Regular tests and audits allow you to check and ensure that your systems are secure. By checking if you are vulnerable in any way, you can identify weak spots in your organisation and secure them, enhancing your security posture and reducing the risk of a data breach. Due to constant development cycles and the continual discovery of new vulnerabilities, it is important to regularly repeat these assessments.

ISO 27001 is the international standard that describes best practice for an information security management system (ISMS). An ISMS is a system of processes, documents, technology, and people that manages information risks, such as cyber-attacks, data leaks or theft.

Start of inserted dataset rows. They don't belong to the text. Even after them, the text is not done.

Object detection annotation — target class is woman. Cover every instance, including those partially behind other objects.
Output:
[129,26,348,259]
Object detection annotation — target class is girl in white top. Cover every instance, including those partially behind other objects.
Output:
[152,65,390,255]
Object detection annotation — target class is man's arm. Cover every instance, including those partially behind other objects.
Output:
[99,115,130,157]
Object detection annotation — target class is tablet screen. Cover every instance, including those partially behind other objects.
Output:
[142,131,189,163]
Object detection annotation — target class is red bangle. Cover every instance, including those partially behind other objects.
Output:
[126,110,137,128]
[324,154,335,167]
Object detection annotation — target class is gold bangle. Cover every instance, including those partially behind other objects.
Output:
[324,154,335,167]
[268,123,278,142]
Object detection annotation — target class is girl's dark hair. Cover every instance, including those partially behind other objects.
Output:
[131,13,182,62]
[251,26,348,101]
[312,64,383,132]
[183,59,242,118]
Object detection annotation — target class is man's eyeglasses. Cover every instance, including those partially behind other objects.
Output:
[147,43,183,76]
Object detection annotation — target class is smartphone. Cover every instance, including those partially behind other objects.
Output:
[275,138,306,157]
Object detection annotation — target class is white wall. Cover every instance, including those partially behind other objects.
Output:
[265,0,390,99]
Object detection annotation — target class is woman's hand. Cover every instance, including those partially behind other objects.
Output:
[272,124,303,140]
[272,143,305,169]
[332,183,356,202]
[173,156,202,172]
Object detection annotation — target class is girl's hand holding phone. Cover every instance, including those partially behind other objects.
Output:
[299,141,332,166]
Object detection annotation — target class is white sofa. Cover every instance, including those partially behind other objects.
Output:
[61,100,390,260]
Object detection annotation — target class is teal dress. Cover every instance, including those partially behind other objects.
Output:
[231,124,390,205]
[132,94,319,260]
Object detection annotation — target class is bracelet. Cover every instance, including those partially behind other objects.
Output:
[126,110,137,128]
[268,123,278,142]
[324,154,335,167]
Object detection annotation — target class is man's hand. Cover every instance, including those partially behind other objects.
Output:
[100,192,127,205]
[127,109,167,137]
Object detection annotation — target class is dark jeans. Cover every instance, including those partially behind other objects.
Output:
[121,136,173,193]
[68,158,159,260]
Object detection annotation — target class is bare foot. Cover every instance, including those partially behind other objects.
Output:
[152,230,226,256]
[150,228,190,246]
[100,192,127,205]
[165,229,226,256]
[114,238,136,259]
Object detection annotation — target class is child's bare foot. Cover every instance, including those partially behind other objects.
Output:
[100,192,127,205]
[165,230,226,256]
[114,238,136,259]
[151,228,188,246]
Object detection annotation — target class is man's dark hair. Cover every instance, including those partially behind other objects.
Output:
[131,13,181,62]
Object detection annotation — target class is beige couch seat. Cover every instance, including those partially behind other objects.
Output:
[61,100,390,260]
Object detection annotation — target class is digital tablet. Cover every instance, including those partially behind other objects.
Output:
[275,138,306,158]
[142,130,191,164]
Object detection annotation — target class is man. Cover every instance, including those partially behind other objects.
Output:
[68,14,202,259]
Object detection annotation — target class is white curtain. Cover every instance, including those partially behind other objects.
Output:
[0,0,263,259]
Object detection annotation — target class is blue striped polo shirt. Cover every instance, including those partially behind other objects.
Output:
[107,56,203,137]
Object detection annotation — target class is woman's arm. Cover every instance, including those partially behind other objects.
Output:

Under the GDPR (General Data Protection Regulation), organisations must disclose certain types of personal data breaches to the relevant supervisory authority within 72 hours of becoming aware of the breach. Failure to do so could result in fines up to 10 million euros or 2pc of the organisation’s annual global turnover, whichever is greater.


Proper preparation for the event of a data breach ensures that, should one occur, it is simply a matter of following a defined set of processes. In order to be prepared for this eventuality you should ensure you have robust breach detection, investigation and internal reporting procedures in place.

Depending on the size and nature of data protection processes in an organisation, it may be required to appoint a Data Protection Officer (DPO). It is best practice to appoint a DPO even if it is not a strict requirement for your organisation. A DPO’s responsibilities include educating employees on compliance requirements and training staff who are involved in data processing and conducting audits. In the event of a data breach disclosure, the DPO acts as a point of contact between management and staff, and between the organisation and its supervisory authority.

Post-breach identification

Determine if the breach needs to be reported to the relevant supervisory authority under GDPR. You must keep a record of any personal data breaches, regardless of whether you are required to notify. If the breach is likely to adversely affect individuals’ rights and freedoms, you must also inform those individuals. Procedures drawn up in breach preparedness should be carried out and documented.

If notification of the relevant supervisory authority is necessary, a detailed report must be compiled, including information relating to the organisation, the nature, cause and discovery of the breach, the quantity and type of data affected, the impact to the organisation, and preventative measure and actions that have been or will be undertaken.